How about a @Klout score for giving?

How about a @Klout score for giving?

This is certainly not a jab at my boys who run Klout; and for the record, I think they are doing some pretty amazing things – and yes, I do check my Klout score every now and then and have enjoyed a few Klout Perks along the way — love my Kobe (Black Mamba) poster that’s hanging in my office (okay, cube).

We live in a world today where ego prevails. I see it all around me where friends, colleagues and even a few of my mentors consistently talk only about themselves.  And as much as I try to keep mine in check, sometimes it lets loose, I admit it.

Self promotion is okay within reason. But the reality is and whether you see it or not, we live in a world where there is suffering, poverty and people in need of the very things that we all take for granted every single day — all while we tweet, retweet and brag about how many lists we are on. Most of us live in a bubble and have no idea what is going on in the world around us. Now imagine this just for a second. Imagine if we refocused our conversations just a little — and instead of spending time tweeting that we just updated our “about page” on our blog or thanking people for reaching a thousand Twitter followers – that we shared something so much more important and impactful.  I am not talking about sports scores, what’s for dinner or complaining about receiving poor customer service from an airline. I am talking about conversations that make people aware of the problems that exist globally and even in our own neighborhoods like poverty, sex trafficking and cancer to name a few. These are all global problems and using “our” collective influence to not only make people aware of an issue but actually do something about it would make a tremendous impact.  I am talking to myself here too; and this is the reason why I am donating 100% of my book royalties to Not For Sale.

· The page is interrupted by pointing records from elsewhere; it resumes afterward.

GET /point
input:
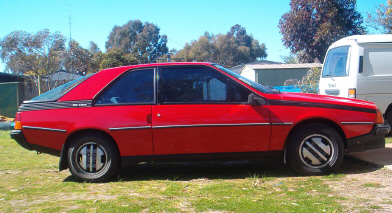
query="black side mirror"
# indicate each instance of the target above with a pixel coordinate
(255, 100)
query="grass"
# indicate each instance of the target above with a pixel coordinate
(31, 182)
(373, 185)
(388, 140)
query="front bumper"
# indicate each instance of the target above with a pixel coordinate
(374, 140)
(18, 136)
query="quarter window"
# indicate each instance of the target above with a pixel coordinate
(136, 87)
(199, 85)
(336, 63)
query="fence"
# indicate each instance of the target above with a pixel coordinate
(13, 94)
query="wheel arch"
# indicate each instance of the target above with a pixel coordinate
(325, 121)
(63, 163)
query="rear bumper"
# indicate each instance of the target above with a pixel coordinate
(18, 136)
(374, 140)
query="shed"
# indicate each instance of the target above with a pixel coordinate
(276, 74)
(12, 93)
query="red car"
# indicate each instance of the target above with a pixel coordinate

A few years ago, my dear friends Jennifer Leggio, Gabriel Carrejo and I started the Silicon Valley Tweetup. Over the last two years, we have supported organizations like the Anissa Lopez Foundation, George Mark Children’s House, Twitter Kids of Tanzania, San Jose Family Shelter, the American Cancer Societies Relay For Life and Fair Fund. I am proud to say that we have not only raised awareness about these organizations but also raised several thousands of dollars. It’s something I am so very proud of to know that we have made such an impact in people’s lives.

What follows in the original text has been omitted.